People often ask if it bothers me to do funerals. I'll be honest... I don't love to do funerals
but I have always considered it a blessing and a privilege to be invited into what I believe is the most
intimate time in a person's or a family's life. The God whom I know to be a God of love and mercy,
to be the source of eternal life, is what I can share with the dying person or with the family. I want
people to know that God is good and that God keeps His promises... promises like "Today you will
be with me in Paradise." That's what I share.
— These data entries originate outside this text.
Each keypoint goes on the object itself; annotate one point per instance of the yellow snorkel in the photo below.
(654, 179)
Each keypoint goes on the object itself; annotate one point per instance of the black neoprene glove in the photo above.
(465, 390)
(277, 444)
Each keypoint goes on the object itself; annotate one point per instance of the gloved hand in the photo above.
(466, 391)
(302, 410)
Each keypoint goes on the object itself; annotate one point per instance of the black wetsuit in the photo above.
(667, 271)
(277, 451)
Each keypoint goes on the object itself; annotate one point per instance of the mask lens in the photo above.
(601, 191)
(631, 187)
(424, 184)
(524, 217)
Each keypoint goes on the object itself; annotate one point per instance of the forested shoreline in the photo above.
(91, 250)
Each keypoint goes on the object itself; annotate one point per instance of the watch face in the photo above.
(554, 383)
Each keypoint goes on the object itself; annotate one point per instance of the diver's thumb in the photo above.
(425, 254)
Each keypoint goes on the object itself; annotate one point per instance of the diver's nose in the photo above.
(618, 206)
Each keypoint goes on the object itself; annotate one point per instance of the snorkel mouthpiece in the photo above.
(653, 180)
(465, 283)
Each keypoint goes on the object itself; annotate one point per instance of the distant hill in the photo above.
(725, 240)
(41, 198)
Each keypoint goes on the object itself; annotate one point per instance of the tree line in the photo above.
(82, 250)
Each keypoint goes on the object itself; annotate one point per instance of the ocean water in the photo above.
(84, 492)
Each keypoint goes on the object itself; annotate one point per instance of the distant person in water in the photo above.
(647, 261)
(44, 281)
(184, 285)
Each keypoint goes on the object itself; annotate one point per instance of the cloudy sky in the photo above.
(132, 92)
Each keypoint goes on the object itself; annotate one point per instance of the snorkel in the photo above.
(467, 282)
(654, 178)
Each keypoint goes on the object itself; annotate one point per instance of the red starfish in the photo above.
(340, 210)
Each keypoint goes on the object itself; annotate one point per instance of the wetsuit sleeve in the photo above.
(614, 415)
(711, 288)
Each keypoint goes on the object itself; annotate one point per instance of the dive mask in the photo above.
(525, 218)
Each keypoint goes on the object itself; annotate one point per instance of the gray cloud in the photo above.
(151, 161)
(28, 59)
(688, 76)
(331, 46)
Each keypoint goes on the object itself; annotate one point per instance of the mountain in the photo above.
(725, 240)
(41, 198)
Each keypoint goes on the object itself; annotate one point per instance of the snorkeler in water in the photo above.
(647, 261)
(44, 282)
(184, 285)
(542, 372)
I shared that and many more things with the young woman's family in the days prior to her
funeral. I shared that with the community that had gathered to pay their last respects. And then on
the way to the cemetery, the funeral director who was driving the hearse asked me, "Do you really
think [this young woman] is in heaven? After all, she committed suicide."
I've never had a conversation like that with a funeral director. He followed his question with
the information that he had been raised in the Roman Catholic Church and was now a Baptist, but
the RC tenet that suicide is a mortal (unforgivable) sin had followed him his whole life.
"Do you really think she's in heaven?"
I didn't want to minimize or trivialize the question by saying, "We Episcopalians don't
believe that way," because there was a lot riding on my answer – for the young woman, for him, and
even for me.
He had been present for the entire service so he heard the reading from Paul's letter to the
Romans – perhaps some of the most beautiful words in all of Holy Scripture: "...It is Christ Jesus,
who died, yes, who was raised, who is at the right hand of God, who indeed intercedes for us. Who
will separate us from the love of Christ? Will hardship, or distress, or persecution, or famine, or
nakedness, or peril, or sword? ... For I am convinced that neither death, nor life, nor angels, nor
rulers, nor things present, nor things to come, nor powers, nor height, nor depth, nor anything else
in all creation, will be able to separate us from the love of God in Christ Jesus our Lord." I read the
passage back to him.
"That," I said, "is why I believe she is in heaven. I'm certain that God has some serious
questions for her, but she is with God."
I went on to say that I know this issue of mortal versus venial sins can be a hot topic amongst
theologians and I certainly don't plan to take on the Magisterium. But as I study the Bible and I read
and reread passages like the one from Roman's 8, I cannot find an asterisk. I cannot find exceptions. Nothing can separate us from the love of God in Christ Jesus. NOTHING. NOTHING. NOTHING.
I cannot get that conversation with the funeral director out of my head. He may have gone
back to the office and told people he'd just met the biggest heretic (and a woman, at that) in the
Delta. But as I continue my walk through Lent and I set my face along with Jesus' to Jerusalem and
as I stand at the foot of the cross as My Lord gives his life for my sins and your sins and this young
woman's sins, I know he took them ALL with him. ALL. ALL. ALL.